Pollack et al[17] described an interesting case of a cystic choroid plexus papilloma of the third ventricle in a 2-year-old child, who presented with bobble-head-doll syndrome and drop attacks. The highly mobile nature of this cystic tumor was causing intermittent impaction of the foramen of Monro and the proximal aqueduct leading to intermittent head tilt and bobble-head symptoms, which completely subsided after the excision of the tumor.

Behavioral changes, as the presenting symptoms of the third ventricular choroid plexus papilloma, are uncommon. Close proximity and pressure over the hypothalamus might have been responsible for the psychosis and behavioral changes, which subsided gradually following a total excision of the tumor.

As the majority of these cases present with hydrocephalus of various degrees, the insertion of a shunt system for diversion of the CSF has been established as a primary step. Efforts are then made for a total tumor excision, as the choroid plexus papilloma is a benign pathology. Raimondi et al,[24] in their series of 22 cases of choroid plexus papilloma of various ventricular locations except the posterior third ventricle, strongly recommended a total removal of the lesion, irrespective of the site of origin. Though the recent microsurgical techniques have improved the overall outcome, individual cases may show a different picture. The surgical route depends upon the location of the tumor.

Other modes of treatment include a trial of radiosurgery as suggested by Duke et al. Radiosurgery might have been responsible for slow occlusion of the feeding vessels, finally resulting in avascular necrosis and reduction in the tumor volume.
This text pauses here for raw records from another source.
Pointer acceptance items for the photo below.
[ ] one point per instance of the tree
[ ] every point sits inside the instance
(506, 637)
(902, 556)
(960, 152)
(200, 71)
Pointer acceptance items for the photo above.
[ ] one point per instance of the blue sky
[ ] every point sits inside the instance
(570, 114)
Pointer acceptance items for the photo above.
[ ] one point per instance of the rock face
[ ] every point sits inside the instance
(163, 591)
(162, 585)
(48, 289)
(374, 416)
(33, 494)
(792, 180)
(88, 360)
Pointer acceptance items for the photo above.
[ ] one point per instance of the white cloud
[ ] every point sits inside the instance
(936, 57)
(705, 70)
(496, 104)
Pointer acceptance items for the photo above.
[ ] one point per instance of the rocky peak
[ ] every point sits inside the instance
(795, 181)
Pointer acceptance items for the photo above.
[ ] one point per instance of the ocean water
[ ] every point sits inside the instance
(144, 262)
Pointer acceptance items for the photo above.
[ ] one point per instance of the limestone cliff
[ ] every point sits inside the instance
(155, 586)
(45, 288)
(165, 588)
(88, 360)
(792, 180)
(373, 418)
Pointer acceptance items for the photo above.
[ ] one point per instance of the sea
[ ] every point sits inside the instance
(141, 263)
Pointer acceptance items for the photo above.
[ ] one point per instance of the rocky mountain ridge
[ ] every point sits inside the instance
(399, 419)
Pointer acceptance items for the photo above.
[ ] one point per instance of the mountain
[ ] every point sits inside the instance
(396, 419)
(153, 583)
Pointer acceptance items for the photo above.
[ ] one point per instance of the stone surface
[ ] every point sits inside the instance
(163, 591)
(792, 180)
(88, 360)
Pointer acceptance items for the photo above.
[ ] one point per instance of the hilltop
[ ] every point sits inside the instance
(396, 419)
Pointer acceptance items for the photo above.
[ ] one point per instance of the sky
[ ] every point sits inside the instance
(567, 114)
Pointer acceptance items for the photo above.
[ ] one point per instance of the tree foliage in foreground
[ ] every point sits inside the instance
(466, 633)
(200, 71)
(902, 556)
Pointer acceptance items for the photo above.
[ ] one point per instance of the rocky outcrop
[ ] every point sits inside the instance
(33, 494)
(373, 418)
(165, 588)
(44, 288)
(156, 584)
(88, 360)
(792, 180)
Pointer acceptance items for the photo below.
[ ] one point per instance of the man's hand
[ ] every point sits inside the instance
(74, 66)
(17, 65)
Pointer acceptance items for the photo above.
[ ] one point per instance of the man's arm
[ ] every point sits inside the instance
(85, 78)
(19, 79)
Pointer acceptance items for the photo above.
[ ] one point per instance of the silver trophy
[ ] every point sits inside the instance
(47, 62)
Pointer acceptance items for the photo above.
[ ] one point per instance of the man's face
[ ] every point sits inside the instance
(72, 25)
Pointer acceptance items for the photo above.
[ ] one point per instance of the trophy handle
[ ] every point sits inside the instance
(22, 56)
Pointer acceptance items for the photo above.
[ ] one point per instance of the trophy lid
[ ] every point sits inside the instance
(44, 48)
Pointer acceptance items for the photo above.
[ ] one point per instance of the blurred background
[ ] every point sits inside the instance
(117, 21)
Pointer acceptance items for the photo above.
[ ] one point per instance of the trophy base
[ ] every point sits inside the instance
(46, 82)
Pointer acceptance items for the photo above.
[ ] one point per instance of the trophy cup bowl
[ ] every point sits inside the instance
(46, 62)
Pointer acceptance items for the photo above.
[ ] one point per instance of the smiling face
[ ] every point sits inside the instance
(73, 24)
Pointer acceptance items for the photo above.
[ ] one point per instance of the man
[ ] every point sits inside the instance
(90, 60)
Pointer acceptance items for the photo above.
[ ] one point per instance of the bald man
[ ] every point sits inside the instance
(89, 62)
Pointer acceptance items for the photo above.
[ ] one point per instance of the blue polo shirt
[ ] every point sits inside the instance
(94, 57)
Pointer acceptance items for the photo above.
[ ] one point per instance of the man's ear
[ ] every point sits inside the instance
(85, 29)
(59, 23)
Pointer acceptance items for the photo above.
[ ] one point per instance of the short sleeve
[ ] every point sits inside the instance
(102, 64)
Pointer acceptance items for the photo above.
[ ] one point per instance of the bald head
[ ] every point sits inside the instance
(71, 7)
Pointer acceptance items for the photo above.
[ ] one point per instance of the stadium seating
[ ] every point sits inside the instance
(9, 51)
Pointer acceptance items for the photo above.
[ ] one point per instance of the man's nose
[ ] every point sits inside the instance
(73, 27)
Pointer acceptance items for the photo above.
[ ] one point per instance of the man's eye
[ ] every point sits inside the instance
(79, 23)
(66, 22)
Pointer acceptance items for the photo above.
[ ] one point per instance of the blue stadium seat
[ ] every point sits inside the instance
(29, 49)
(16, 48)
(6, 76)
The postoperative collapse of the thin cerebral cortical mantle and development of subdural collections are other common findings[3],[5],[16],[19] that were seen in both our cases. By and large the subdural collections do not require operative intervention and in the subsequent CT scans, progressive reduction in the size of subdural collections may be found.

Our second patient had an enormously enlarged head to start with (74 cm). After the shunt and a partial excision of the tumor, the head circumference reduced (68 cm), however, the reduction was not significant. Nursing and daily management of the patient was difficult due to the large head, which prompted a staged reduction cranioplasty. This was performed in two stages and the head circumference could be brought down to 48 cm, which was quite reasonable for the child as he could hold his head. A reduction cranioplasty procedure may prove useful and safe to reduce the size of the head as well as to minimize the occurrence of subdural collections. Also this helps in better nursing care of these patients with a large head.